Title: The Impact of Polypore Fungi on Growth and Physiology of Yellow Birch and Molecular Detection of Fungal Pathogens in Live Trees
Authors: Mycroft, Erin E.
Advisor: Thomas, Sean C.
Department: Forestry
Keywords: forest pathology
canopy physiology
polypore fungi
Issue Date: 12-Jan-2011
Abstract: Pathogenic fungi, such as polypore fungi that infect live sapwood, decrease quality and value of wood; however their effects on canopy physiology and growth have been little examined. This study examines how Fomes fomentarius, a species of polypore fungus affects canopy physiology in Betula alleghaniensis. A mobile canopy lift enabled the collection of leaf physiology, morphology and chemistry data from canopies of infected, damaged, and control trees.

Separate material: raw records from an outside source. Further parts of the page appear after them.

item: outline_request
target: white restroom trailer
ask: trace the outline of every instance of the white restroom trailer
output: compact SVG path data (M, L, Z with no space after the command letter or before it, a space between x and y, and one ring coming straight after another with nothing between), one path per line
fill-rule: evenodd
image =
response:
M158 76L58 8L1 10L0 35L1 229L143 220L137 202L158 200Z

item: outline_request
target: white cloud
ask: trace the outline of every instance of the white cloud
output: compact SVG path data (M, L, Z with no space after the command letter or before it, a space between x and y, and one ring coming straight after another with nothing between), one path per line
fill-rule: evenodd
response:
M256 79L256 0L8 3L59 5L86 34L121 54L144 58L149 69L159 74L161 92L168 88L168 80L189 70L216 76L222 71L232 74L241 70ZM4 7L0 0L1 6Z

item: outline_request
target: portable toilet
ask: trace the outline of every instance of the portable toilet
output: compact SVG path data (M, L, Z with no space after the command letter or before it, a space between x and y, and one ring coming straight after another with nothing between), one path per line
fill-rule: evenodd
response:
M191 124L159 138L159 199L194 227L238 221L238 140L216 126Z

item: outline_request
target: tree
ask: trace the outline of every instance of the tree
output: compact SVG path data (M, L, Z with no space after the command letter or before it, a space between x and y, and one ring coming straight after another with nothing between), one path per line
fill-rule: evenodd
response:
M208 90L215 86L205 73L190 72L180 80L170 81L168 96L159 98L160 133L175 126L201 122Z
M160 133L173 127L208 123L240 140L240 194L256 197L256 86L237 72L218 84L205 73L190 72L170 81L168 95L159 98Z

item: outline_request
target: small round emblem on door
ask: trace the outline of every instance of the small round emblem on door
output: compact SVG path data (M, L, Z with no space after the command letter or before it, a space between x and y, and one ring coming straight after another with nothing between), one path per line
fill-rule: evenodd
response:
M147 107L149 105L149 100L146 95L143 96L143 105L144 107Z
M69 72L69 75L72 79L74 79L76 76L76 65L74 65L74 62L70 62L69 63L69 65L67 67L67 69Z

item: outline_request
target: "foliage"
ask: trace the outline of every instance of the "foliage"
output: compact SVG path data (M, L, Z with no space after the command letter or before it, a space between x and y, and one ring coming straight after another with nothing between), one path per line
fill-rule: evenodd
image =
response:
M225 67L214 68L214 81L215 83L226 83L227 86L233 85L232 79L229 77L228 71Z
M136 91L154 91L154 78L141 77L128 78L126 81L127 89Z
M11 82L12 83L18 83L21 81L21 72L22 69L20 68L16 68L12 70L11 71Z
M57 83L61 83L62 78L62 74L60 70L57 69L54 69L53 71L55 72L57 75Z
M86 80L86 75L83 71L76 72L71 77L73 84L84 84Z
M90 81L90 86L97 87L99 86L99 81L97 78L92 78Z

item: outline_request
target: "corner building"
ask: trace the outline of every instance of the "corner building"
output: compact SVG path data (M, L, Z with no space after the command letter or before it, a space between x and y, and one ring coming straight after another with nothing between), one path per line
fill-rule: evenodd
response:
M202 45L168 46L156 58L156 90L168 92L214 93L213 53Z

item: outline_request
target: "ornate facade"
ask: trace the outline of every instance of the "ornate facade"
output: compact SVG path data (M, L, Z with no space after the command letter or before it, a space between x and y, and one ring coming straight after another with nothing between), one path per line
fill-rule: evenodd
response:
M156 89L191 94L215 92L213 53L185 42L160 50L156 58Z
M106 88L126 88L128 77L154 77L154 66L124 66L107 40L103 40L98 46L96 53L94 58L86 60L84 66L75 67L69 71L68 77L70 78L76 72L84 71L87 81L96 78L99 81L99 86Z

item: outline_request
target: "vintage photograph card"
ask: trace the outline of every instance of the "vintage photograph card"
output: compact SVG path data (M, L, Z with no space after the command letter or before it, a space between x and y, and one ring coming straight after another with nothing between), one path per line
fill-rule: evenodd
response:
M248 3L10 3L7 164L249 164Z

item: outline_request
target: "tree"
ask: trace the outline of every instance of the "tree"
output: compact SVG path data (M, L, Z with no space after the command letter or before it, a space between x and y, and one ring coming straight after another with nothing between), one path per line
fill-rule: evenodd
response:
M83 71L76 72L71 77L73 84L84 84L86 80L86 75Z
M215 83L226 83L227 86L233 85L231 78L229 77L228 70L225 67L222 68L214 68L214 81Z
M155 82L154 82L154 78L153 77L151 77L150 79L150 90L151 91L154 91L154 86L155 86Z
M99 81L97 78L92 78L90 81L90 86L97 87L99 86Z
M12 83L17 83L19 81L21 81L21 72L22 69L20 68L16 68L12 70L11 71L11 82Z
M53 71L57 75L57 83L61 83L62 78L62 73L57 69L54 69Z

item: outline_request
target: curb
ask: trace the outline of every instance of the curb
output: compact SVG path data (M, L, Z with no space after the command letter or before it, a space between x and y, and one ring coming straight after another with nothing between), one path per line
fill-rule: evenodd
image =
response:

A molecular protocol developed to detect and identify polypore fungi in live trees confirmed that F. fomentarius was the major species present in infected trees. Infected trees exhibited reductions in physiological performance and growth, along with higher leaf carbon and chlorosis. While some characteristics of fungal infection were consistent with a mechanism involving partial xylem occlusion, patterns did not resemble those of a simple drought response. Likely, other factors such as fungal toxins or host defense mechanisms also contribute to these patterns.